As to the Kneppler patent, as already stated, it was wholly inoperative and useless in the form shown, and this leads me to consider for a moment whether the interposition of these vertical spiral springs underneath the coiled-wire fabric can be said to amount to invention. The proof shows that bed-bottoms had been constructed, prior to the date of the Kneppler patent, of coiled-wire springs set vertically upon slats, or otherwise fastened, so as to bear the weight of the mattress and the occupant of the bed. In some cases these springs were interlaced, or fastened together, and in others they stood independently of each other; the mattress forming, as it were, a connecting web between them. In that case the coiled-wire springs were the only support of the mattress and the occupant of the bed. To interpose vertical 787spiral springs underneath the coiled-wire fabric, after they have been used with an ordinary mattress, for the purpose of acting as an auxiliary support to the coiled-wire fabric, or to relieve the necessity of the severe strain or tension upon the coiled-wire fabric, seems to me not to have required inventive skill. The coiled-wire fabric and the spiral springs perform no new function, and a bed-bottom composed of coiled-wire fabric and spiral springs combined, as shown either in the Kneppler or Boyington devices, is but an aggregation of old parts, where no new function is performed by either of these elements by bringing them together, but each continues to perform the same function it did when used in accordance with the old art.

The proof also shows a patent for a bed-bottom, granted to P. P. Simmons, April 21, 1868, antedating the Kneppler by over a year, in which a fabric composed of transverse wooden slats and longitudinal wires was stretched from end-rail to end-rail, and supplemented by vertical spiral springs placed underneath the same.

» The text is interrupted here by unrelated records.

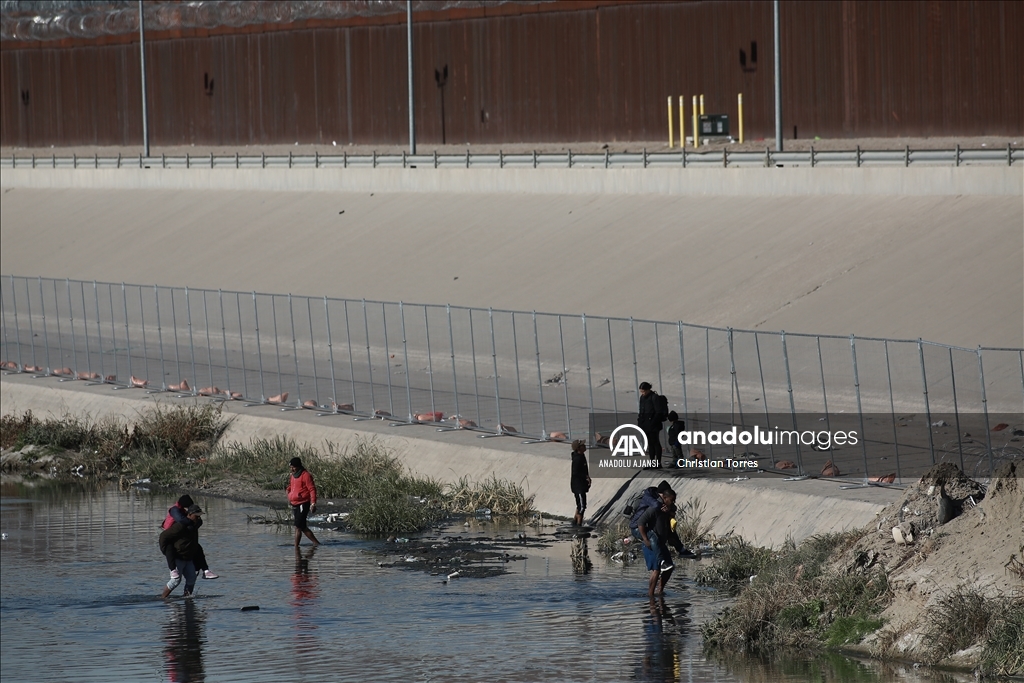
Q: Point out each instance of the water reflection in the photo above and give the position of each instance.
(664, 630)
(79, 566)
(305, 597)
(183, 643)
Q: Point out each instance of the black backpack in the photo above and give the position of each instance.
(662, 403)
(639, 503)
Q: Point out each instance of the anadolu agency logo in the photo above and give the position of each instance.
(629, 452)
(626, 441)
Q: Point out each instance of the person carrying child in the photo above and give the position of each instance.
(178, 513)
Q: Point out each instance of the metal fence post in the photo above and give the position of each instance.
(518, 380)
(85, 328)
(472, 349)
(145, 346)
(682, 357)
(892, 411)
(708, 363)
(276, 344)
(455, 375)
(259, 353)
(32, 331)
(223, 338)
(312, 350)
(295, 354)
(209, 343)
(764, 395)
(404, 348)
(960, 434)
(242, 346)
(494, 357)
(540, 381)
(657, 356)
(565, 379)
(732, 372)
(636, 371)
(984, 403)
(611, 364)
(824, 392)
(124, 295)
(351, 363)
(46, 341)
(3, 316)
(192, 345)
(860, 410)
(430, 363)
(387, 359)
(99, 333)
(71, 324)
(1020, 363)
(928, 408)
(330, 352)
(590, 381)
(370, 363)
(17, 329)
(56, 317)
(174, 329)
(793, 404)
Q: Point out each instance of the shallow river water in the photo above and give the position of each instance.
(80, 572)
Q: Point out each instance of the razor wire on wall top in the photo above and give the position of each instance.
(538, 376)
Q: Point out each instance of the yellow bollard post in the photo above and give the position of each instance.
(682, 122)
(696, 133)
(739, 101)
(670, 122)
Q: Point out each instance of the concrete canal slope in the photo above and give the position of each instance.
(765, 509)
(925, 252)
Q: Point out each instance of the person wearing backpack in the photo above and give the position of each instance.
(651, 524)
(653, 410)
(580, 479)
(675, 426)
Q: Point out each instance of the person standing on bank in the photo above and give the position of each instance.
(302, 497)
(652, 412)
(675, 426)
(580, 479)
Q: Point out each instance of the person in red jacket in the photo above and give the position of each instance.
(302, 496)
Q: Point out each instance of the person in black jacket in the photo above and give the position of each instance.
(675, 426)
(184, 541)
(649, 419)
(580, 479)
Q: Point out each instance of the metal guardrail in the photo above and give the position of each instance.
(682, 159)
(530, 375)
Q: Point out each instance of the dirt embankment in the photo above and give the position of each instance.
(933, 561)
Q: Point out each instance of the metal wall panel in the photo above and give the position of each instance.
(857, 68)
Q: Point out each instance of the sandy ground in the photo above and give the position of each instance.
(975, 549)
(946, 268)
(992, 141)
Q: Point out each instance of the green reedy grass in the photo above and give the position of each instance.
(792, 597)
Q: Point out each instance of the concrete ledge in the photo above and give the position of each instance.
(799, 181)
(765, 510)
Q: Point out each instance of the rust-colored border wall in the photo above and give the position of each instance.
(601, 72)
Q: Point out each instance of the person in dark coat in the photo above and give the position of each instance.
(675, 426)
(184, 541)
(580, 479)
(649, 419)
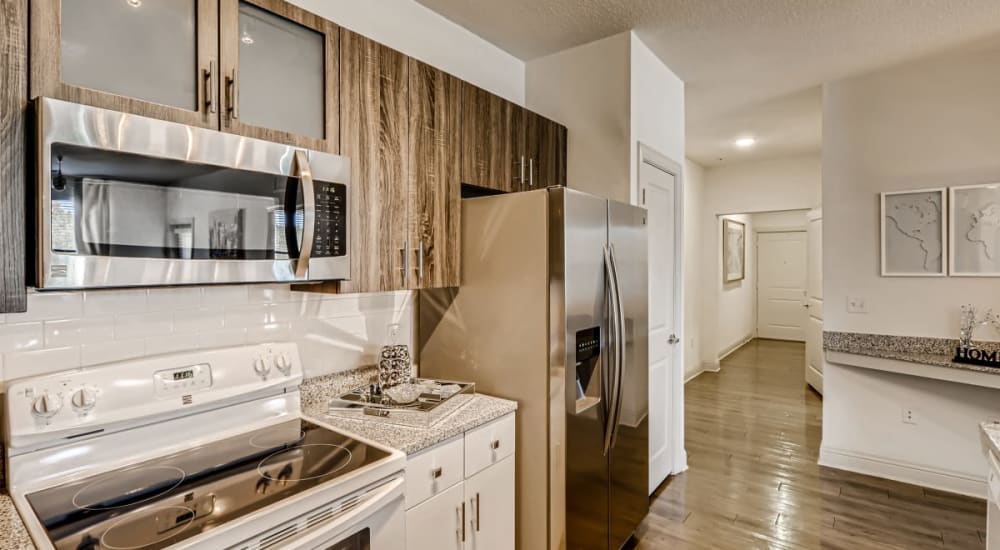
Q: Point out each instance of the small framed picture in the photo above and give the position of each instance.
(975, 230)
(734, 238)
(914, 233)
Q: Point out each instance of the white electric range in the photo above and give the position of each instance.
(200, 450)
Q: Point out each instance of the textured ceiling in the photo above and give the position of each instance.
(751, 66)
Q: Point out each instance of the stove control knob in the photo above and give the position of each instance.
(84, 399)
(261, 367)
(46, 405)
(283, 364)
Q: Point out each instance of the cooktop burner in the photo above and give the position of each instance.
(161, 502)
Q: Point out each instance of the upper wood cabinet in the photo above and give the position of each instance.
(508, 148)
(155, 58)
(488, 140)
(434, 176)
(279, 73)
(374, 134)
(546, 152)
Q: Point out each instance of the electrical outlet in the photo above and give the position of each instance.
(857, 304)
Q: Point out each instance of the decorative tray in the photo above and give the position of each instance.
(421, 403)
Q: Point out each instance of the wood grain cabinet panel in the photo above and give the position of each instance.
(435, 179)
(115, 55)
(546, 151)
(13, 106)
(279, 73)
(488, 143)
(374, 134)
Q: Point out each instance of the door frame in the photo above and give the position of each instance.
(756, 259)
(652, 157)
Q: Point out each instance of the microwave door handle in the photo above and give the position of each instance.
(304, 172)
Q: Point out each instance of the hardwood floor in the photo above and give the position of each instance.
(753, 434)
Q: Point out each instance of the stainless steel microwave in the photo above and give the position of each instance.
(125, 200)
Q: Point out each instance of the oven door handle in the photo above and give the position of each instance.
(304, 172)
(347, 523)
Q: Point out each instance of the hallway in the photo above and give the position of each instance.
(753, 433)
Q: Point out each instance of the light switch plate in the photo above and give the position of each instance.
(857, 304)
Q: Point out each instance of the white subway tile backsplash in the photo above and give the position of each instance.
(171, 344)
(21, 336)
(73, 332)
(195, 320)
(43, 361)
(106, 302)
(49, 305)
(173, 299)
(142, 325)
(113, 350)
(213, 296)
(222, 338)
(65, 330)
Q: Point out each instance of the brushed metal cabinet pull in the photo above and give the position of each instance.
(209, 88)
(477, 512)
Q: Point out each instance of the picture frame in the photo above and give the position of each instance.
(974, 230)
(914, 233)
(733, 251)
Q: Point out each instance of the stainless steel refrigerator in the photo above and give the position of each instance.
(552, 313)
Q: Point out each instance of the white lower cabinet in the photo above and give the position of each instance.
(470, 511)
(489, 496)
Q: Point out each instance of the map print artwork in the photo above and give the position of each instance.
(913, 233)
(976, 230)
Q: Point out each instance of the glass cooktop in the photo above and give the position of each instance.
(158, 503)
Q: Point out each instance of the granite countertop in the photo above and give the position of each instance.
(936, 352)
(13, 534)
(480, 409)
(991, 436)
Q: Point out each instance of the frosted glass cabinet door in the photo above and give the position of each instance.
(149, 57)
(279, 73)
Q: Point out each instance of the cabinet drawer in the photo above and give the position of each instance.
(489, 444)
(434, 471)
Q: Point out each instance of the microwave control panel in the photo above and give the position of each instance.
(331, 220)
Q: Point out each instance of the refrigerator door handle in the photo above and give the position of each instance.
(619, 349)
(613, 365)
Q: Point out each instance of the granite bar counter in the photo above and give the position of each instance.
(477, 410)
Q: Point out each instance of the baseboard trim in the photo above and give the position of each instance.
(739, 344)
(914, 474)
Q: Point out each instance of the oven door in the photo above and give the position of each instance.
(132, 201)
(377, 521)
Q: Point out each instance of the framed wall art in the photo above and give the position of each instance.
(734, 238)
(914, 233)
(975, 230)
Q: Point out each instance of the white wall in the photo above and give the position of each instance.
(656, 109)
(694, 285)
(63, 330)
(929, 123)
(587, 89)
(727, 314)
(422, 33)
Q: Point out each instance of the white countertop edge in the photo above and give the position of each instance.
(958, 376)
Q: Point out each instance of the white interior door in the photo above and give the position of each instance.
(781, 285)
(660, 194)
(814, 301)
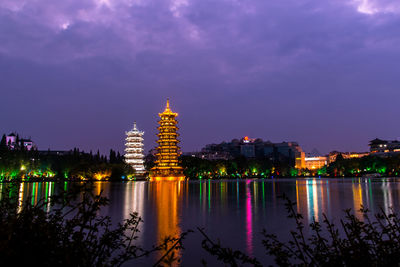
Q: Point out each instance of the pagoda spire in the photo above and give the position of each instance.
(134, 150)
(167, 164)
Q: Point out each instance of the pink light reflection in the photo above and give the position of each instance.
(249, 223)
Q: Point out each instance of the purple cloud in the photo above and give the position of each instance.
(324, 73)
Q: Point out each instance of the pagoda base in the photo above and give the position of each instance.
(167, 174)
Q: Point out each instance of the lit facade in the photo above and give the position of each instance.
(134, 150)
(346, 155)
(14, 142)
(167, 165)
(315, 163)
(378, 146)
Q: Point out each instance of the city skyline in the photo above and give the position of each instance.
(323, 74)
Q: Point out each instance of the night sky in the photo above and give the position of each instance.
(79, 72)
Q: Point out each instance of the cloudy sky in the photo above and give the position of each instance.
(79, 72)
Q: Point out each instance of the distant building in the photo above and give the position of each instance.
(346, 155)
(378, 146)
(218, 155)
(315, 163)
(254, 148)
(14, 142)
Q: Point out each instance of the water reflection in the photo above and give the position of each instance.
(249, 220)
(168, 197)
(236, 210)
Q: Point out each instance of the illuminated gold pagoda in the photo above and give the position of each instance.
(167, 166)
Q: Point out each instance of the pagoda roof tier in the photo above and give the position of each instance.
(168, 111)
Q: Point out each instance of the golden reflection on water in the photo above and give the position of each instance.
(168, 197)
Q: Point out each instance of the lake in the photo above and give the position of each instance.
(234, 211)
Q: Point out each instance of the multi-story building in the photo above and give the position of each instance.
(255, 148)
(315, 163)
(14, 142)
(378, 146)
(346, 155)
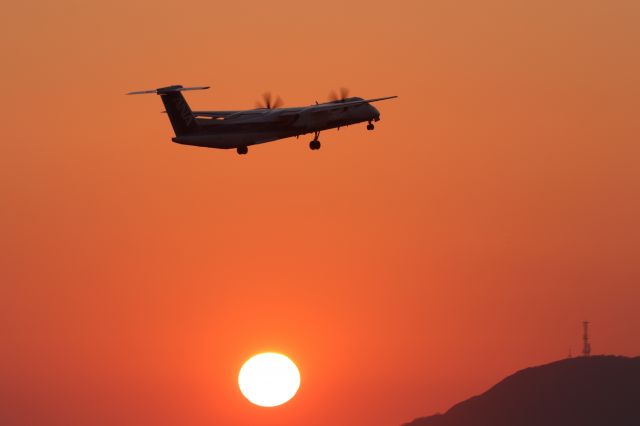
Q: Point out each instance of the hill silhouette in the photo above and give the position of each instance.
(585, 391)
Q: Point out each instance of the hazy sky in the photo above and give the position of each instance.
(493, 209)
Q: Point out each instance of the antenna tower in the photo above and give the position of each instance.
(586, 348)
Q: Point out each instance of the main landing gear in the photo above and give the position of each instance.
(315, 143)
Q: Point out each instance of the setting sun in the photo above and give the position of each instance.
(269, 379)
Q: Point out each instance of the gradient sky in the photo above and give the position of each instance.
(493, 209)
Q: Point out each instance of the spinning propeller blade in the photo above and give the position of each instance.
(339, 96)
(268, 102)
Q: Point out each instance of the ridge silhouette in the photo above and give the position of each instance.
(585, 391)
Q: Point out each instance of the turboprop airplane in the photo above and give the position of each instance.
(267, 122)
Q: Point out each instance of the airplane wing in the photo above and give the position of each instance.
(214, 114)
(340, 105)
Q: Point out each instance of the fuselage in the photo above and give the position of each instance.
(251, 127)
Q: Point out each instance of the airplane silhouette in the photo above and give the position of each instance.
(268, 122)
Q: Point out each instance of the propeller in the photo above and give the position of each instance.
(340, 95)
(269, 102)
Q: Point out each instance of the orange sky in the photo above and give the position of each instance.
(494, 207)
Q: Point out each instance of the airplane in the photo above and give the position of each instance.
(268, 122)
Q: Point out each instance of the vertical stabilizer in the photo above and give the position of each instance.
(180, 114)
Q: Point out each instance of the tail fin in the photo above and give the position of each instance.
(180, 114)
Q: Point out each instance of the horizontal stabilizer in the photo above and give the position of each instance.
(168, 89)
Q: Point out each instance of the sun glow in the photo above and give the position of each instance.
(269, 379)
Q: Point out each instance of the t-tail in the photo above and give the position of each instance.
(181, 116)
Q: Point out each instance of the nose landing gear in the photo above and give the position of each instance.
(315, 143)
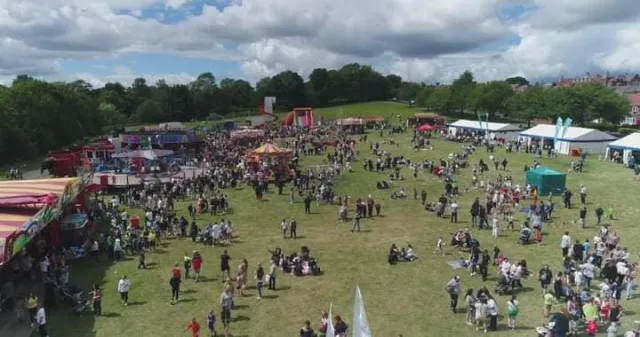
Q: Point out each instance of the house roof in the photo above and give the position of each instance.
(13, 218)
(573, 134)
(491, 126)
(629, 142)
(32, 192)
(634, 100)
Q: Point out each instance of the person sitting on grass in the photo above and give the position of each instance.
(394, 254)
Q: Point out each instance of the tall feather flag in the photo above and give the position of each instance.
(567, 125)
(558, 127)
(360, 323)
(330, 330)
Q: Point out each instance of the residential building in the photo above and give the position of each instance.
(634, 118)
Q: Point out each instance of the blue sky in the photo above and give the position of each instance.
(420, 40)
(151, 64)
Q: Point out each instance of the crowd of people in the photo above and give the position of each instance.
(570, 300)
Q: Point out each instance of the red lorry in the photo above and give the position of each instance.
(66, 162)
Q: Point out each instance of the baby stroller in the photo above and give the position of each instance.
(504, 284)
(525, 237)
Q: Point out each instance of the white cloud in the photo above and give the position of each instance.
(126, 76)
(418, 39)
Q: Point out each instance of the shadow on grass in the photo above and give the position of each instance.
(241, 318)
(135, 303)
(283, 288)
(206, 279)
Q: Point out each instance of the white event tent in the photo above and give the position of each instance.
(627, 144)
(495, 130)
(588, 140)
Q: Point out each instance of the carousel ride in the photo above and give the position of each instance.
(269, 161)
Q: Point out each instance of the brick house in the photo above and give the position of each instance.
(634, 102)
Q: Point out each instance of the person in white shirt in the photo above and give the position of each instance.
(44, 267)
(495, 228)
(41, 319)
(117, 249)
(565, 244)
(454, 212)
(492, 310)
(284, 226)
(123, 289)
(124, 216)
(115, 203)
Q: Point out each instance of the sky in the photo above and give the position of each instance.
(102, 41)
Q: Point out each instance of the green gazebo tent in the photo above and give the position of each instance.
(547, 181)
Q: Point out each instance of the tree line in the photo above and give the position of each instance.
(38, 116)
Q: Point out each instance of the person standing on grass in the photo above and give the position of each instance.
(492, 310)
(512, 312)
(272, 275)
(194, 327)
(306, 330)
(196, 263)
(31, 303)
(211, 323)
(453, 289)
(226, 301)
(97, 300)
(565, 244)
(284, 227)
(259, 275)
(224, 265)
(123, 289)
(141, 258)
(293, 227)
(175, 283)
(187, 264)
(454, 212)
(41, 320)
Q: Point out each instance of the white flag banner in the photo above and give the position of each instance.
(360, 323)
(330, 330)
(268, 104)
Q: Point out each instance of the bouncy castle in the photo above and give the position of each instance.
(302, 117)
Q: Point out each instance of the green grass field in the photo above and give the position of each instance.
(407, 298)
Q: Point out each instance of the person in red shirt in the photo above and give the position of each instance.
(176, 272)
(175, 283)
(97, 300)
(194, 327)
(196, 263)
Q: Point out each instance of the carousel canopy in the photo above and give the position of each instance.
(145, 154)
(247, 133)
(268, 149)
(425, 128)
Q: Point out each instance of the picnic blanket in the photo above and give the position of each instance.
(458, 264)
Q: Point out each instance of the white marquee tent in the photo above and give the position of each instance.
(495, 130)
(627, 144)
(589, 140)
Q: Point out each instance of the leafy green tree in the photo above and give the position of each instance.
(461, 90)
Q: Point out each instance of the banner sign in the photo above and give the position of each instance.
(558, 127)
(268, 104)
(30, 229)
(169, 138)
(567, 125)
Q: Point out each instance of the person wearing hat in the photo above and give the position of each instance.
(453, 289)
(196, 263)
(123, 289)
(41, 320)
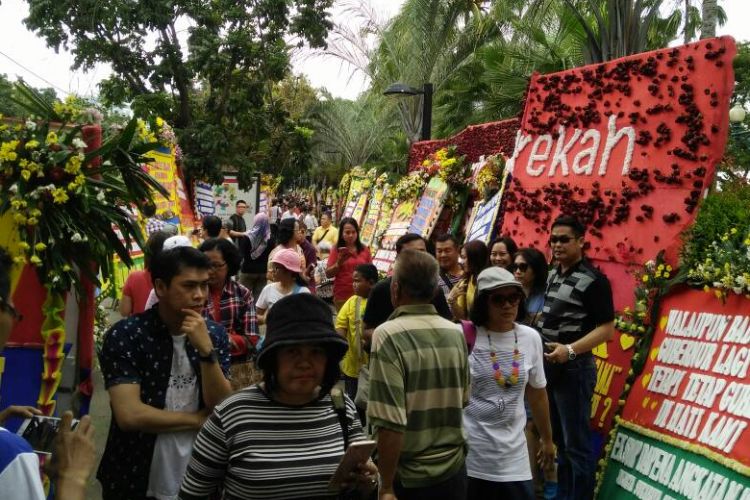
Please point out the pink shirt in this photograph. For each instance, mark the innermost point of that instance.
(342, 285)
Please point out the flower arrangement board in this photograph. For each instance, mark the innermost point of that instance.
(205, 204)
(429, 207)
(484, 216)
(374, 213)
(684, 426)
(629, 146)
(228, 193)
(645, 466)
(399, 226)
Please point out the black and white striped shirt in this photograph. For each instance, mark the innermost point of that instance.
(260, 449)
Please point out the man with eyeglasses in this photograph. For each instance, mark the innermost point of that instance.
(578, 315)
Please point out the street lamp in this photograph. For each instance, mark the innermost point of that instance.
(400, 89)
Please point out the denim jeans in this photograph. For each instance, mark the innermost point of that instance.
(570, 387)
(453, 488)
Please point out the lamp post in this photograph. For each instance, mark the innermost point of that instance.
(400, 89)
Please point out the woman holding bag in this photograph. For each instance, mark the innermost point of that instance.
(506, 363)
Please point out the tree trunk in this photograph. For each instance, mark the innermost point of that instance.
(708, 19)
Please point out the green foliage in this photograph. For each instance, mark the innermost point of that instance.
(719, 213)
(8, 107)
(217, 89)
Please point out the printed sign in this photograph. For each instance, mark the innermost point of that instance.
(370, 224)
(429, 208)
(629, 147)
(399, 226)
(695, 386)
(644, 467)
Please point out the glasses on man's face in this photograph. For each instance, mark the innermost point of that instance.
(521, 267)
(9, 309)
(499, 299)
(560, 239)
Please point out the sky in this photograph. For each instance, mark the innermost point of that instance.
(23, 54)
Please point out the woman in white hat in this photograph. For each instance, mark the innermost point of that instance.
(506, 363)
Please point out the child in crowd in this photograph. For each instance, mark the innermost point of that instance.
(349, 325)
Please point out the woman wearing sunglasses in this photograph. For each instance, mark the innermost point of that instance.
(530, 269)
(506, 362)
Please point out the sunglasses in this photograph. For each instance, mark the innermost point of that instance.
(560, 239)
(522, 267)
(9, 309)
(501, 300)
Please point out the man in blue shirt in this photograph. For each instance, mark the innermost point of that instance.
(164, 369)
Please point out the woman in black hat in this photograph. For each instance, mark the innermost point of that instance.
(282, 438)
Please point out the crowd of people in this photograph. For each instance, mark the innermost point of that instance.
(246, 367)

It is true that the fabric shown in the Simmons patent differs from that shown in the Kneppler and Boyington patent; but, after the introduction of the woven-wire fabric for bed-bottom purposes, there was no possible room for invention in substituting the woven-wire fabric for the wooden slat and wire fabric in Simmons' device; and when that was done you had exactly, in construction and mode of operation, the Boyington bed, and all there was of merit in the Kneppler bed.

I am therefore of the opinion that this patent is void, and that the bill in this case should be dismissed for want of equity.